MARKET ANALYSIS IN THE PRESENCE OF INDIRECT CONSTRAINTS AND CAPTIVE SALES

Roman Inderst{dagger} and Tommaso M. Valletti{dagger}{dagger}

Correspondence: {dagger} Goethe University Frankfurt and London School of Economics. E-mail: r.inderst{at}lse.ac.uk

Correspondence: {dagger}{dagger} Imperial College London and University of Rome "Tor Vergata." E-mail: t.valletti{at}imperial.ac.uk. We thank Tambiama Mandiega, Tanja Salem, and Valter Sorana for very useful comments.

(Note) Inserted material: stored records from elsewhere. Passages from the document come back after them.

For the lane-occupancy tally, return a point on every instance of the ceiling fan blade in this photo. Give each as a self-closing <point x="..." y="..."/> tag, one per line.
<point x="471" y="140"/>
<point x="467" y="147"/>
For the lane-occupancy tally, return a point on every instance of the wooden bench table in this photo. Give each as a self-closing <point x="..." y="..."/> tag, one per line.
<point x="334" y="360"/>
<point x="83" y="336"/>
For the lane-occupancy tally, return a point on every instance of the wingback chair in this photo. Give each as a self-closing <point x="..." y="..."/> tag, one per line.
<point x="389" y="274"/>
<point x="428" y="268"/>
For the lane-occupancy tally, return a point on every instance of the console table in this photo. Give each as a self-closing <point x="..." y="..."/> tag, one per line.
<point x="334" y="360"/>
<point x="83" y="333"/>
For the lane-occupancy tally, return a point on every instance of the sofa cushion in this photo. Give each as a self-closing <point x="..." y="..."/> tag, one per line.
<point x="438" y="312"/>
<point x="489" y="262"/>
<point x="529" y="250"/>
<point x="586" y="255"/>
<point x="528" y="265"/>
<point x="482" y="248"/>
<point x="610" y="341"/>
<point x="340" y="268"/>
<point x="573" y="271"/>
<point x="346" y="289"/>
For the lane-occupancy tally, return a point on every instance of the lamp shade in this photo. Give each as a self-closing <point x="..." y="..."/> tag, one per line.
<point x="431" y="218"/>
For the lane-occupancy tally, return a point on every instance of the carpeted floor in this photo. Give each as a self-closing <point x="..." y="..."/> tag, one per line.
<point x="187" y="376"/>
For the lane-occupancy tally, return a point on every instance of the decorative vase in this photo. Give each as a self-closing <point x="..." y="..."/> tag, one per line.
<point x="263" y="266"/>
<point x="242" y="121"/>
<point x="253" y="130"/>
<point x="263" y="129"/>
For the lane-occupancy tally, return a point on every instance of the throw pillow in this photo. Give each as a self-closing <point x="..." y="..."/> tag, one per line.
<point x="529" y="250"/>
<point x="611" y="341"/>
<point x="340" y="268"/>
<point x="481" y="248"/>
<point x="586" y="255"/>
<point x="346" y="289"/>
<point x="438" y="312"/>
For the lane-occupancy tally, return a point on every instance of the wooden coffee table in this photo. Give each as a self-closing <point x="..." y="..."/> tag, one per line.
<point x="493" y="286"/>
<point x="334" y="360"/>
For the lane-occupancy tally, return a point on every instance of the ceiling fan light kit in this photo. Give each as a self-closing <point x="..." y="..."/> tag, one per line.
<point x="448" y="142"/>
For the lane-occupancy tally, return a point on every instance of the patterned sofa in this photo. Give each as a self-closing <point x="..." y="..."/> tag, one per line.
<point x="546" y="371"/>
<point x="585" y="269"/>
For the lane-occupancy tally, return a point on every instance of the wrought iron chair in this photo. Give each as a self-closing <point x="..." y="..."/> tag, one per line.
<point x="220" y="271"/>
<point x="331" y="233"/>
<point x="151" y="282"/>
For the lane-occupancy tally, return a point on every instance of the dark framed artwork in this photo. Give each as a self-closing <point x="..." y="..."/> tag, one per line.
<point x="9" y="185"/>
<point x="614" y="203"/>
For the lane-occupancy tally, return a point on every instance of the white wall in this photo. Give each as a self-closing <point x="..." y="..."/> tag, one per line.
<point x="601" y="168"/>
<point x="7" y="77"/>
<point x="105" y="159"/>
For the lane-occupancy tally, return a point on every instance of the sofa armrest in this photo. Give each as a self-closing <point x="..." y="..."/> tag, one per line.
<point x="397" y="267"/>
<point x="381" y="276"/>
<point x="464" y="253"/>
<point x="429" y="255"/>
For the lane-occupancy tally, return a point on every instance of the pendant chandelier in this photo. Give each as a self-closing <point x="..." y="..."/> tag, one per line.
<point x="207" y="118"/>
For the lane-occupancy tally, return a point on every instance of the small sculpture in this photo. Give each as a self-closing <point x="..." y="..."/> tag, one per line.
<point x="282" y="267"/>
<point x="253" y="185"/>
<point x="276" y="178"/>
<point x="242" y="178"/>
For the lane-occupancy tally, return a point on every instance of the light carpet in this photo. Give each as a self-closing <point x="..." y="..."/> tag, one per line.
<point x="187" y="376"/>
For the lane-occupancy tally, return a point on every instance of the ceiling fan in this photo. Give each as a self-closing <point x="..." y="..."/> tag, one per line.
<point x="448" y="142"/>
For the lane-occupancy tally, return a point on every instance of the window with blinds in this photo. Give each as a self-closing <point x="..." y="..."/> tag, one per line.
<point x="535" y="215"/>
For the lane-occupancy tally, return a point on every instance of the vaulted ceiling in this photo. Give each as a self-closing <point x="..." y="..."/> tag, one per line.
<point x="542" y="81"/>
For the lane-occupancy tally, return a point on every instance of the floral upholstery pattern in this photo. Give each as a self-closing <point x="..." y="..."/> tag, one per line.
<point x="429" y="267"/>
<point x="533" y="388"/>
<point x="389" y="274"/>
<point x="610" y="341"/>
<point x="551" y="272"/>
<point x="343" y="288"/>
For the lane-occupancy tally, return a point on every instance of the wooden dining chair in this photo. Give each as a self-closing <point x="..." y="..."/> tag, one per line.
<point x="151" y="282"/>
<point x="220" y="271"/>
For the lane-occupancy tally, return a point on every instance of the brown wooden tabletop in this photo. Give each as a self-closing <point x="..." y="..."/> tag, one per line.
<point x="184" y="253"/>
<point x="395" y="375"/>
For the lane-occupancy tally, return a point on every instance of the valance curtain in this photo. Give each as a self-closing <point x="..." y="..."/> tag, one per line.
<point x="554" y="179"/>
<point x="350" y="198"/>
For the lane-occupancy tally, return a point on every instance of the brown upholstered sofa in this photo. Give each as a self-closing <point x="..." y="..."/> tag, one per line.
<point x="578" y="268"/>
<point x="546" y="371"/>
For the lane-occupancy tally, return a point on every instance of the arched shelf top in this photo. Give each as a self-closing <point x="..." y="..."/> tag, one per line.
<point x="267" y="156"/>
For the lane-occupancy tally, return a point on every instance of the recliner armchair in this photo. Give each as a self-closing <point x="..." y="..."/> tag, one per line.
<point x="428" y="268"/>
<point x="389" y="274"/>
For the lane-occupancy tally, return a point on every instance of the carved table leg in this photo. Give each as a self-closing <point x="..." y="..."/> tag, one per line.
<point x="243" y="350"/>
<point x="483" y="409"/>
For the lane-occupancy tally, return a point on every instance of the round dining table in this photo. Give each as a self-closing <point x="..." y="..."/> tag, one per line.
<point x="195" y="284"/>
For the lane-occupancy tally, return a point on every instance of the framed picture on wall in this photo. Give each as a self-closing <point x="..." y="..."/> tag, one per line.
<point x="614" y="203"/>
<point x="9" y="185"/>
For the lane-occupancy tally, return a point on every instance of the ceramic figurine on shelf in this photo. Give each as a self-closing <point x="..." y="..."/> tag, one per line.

In antitrust cases as well as for regulated industries, the question of how to treat indirect constraint and captive sales correctly has become of major importance in Europe. The (im-)proper treatment of indirect constraints has lead the CFI to overturn the Commission's decision in the proposed merger of Schneider and Legrand. Moreover, with regards to the definition of wholesale broadband access markets, there is an ongoing controversy between the Commission and some National Regulatory Authorities, centering on the question of whether to incorporate indirect constraints already at the stage of market definition. To inform this debate, we present in this article some of the insights from a detailed formal analysis into markets with indirect constraints and captive sales. We show how indirect constraints are appropriately taken into account through the elasticity of derived demand and comment also on the informativeness of concentration measures on both the wholesale and retail market. We further derive insights into when indirect constraints may be more or less important compared with direct constraints. Finally, we also discuss the more practical difficulties that are encountered when analyzing (or estimating) market structures where forward integrated firms also sell to other, competing retail firms.